Housing and other conditions for the applicants in Ireland
 No enquiries have been made by the respondents as to where the applicants will be accommodated and as to the educational facilities that will be available to the children upon a return to Ireland. There is no specific plan for the applicants and therefore a consideration of their conditions in Ireland involves a consideration of the provision that is made for any asylum seeker in Ireland.
 Asylum seekers and those seeking humanitarian leave to remain in Ireland are accommodated in what is termed Direct Provision accommodation. Direct Provision accommodation does not have to comply with the minimum standards set out in Council Directive 2003/9/EC laying down the minimum standards for the reception of asylum seekers (“the Minimum Standards Directive”). Ireland has opted out of that directive, see preamble clauses (19) and (20). The minimum standard as to education of minors is set out in article 10 of the Directive which provides that Member States shall grant to minor children of asylum seekers and to asylum seekers who are minors access to the education system under similar conditions as nationals of the Host State for so long as an expulsion measure against them or their parents is not actually enforced. Minors shall be younger than the age of legal majority in the Member State in which the application for asylum was lodged or is being examined. Member States shall not withdraw secondary education for the sole reason that the minor has reached the age of majority. The minimum standard as to preventing asylum seekers from gaining employment is set out in article 11 which provides a right to employment for an asylum seeker after a certain period has expired. Ordinarily this is a period of one year.
 Direct Provision accommodation is accommodation on a full-board basis in allocated accommodation centres around the country. Asylum seekers are legally required to “reside and remain” in the Direct Provision accommodation centre until a decision is taken on their asylum application. It is a criminal offence to breach this requirement. They are not permitted to work regardless as to the length of time that the asylum process takes and regardless as to whether the delays are solely attributable to the authorities in Ireland. They are not generally entitled to certain mainstream social welfare benefits. They are not regarded as satisfying a habitual residence condition for receiving social welfare benefits, including child benefit, which is described by the Government as a universal benefit. They are provided with a “residual income maintenance payment to cover personal requisites” of €19.10 per week and €9.60 per week for children. This allowance has not increased since 1999. Asylum seekers have access to free health care through the medical card system. Children of asylum seekers are not entitled to a state education once they are 16.
 The Government originally envisaged that a person would remain in the Direct Provision accommodation on a short-term basis (not more than six months). In practice however statistics from the Reception and Integration Agency indicate that in October 2009 32% of residents spent over three years in Direct Provision.

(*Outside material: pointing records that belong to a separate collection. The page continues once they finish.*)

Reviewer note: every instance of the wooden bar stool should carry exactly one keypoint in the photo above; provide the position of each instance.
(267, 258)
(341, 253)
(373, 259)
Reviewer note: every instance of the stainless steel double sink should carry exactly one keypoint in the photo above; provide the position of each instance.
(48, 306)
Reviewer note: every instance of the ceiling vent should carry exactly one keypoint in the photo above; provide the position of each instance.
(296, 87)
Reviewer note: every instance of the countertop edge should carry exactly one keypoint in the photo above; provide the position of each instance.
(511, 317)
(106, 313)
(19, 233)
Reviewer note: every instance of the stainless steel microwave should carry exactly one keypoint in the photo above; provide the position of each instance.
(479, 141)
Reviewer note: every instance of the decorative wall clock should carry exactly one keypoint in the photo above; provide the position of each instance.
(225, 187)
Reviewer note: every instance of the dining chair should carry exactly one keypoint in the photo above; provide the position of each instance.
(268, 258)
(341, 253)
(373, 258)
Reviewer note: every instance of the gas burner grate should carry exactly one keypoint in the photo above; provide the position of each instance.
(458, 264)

 There is now evidence that the asylum procedure can take up to five years in Ireland (394). There is also evidence that judicial review proceedings can take between 4-6 years. That an application for subsidiary protection takes on average two years (403). It is while these applications are being processed that the applicants are not able to work, have to live in the Direct Provision accommodation and the children, once 16, are not entitled to education. The respondents have not placed any evidence before the court to challenge these periods of time nor have they sought any assurances from the Irish authorities that this case, given its history, will be expedited. The applicants may conceivably be in Direct Provision accommodation which was designed for short-term use for many years. The applicants alleged that the conditions in Direct Provision accommodation amount to a breach of Articles 1, 4 and 7 of the Charter.

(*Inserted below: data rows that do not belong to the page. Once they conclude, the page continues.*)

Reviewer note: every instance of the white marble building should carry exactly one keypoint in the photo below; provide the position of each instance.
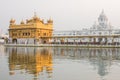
(101, 27)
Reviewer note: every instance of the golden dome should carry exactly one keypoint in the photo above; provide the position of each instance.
(22, 22)
(12, 21)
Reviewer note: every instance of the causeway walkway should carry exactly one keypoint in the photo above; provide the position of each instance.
(61, 45)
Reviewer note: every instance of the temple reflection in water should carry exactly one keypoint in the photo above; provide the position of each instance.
(31, 60)
(35, 61)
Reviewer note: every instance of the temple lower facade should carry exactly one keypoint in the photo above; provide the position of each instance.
(35, 31)
(31, 32)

 The applicants rely on a number of criticisms of Direct Provision accommodation. The impact of Direct Provision was considered by the Irish Refugee Council in a report entitled “State Sanction Child Poverty and Exclusion.” In the executive summary of that report it is stated
“Direct provision is an unnatural family environment that is not conducive to positive development in children.
The key themes identified by previous reports, media and complaints regarding the system of Direct Provision relate to concerns over the safety and over-crowding of the physical environment, family life, social exclusion, barriers to accessing and participating in education, diet and access to play space. Children in Direct Provision are often alienated as a result of enforced poverty and social exclusion.

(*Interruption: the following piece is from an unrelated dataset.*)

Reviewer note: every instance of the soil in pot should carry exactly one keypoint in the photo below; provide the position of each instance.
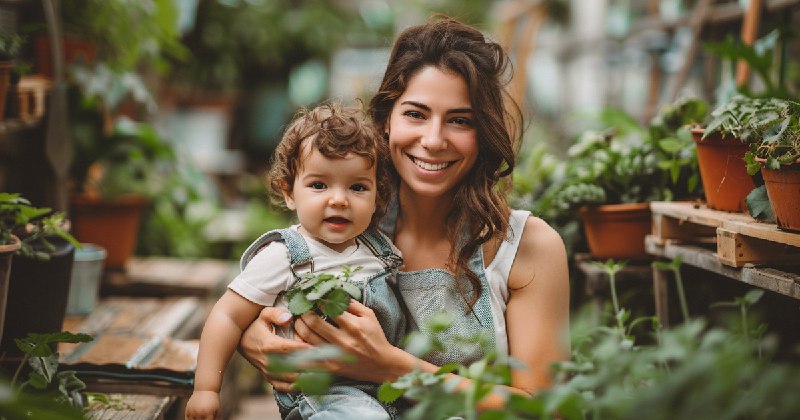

Direct provision is an example of a government policy which has not only bred discrimination, social exclusion, enforced poverty and neglect, but has placed children at a real risk.
It is unlikely that an official inquiry into the treatment of asylum seekers’ children in Direct Provision accommodation would be instigated due to a simple lack of political will. However, the question remains: does the sustained and prolonged restriction of human rights and civil liberties inherent in the Direct Provision system amount to child abuse? This report calls on the Irish Government to establish an independent inquiry to acknowledge and investigate the long list of complaints, grievances and child protection concerns reported by the residents, child, non-governmental organisations and support agencies herein. It also highlights the need for a Government commitment to protection of the best interests of the child in all the circumstances.”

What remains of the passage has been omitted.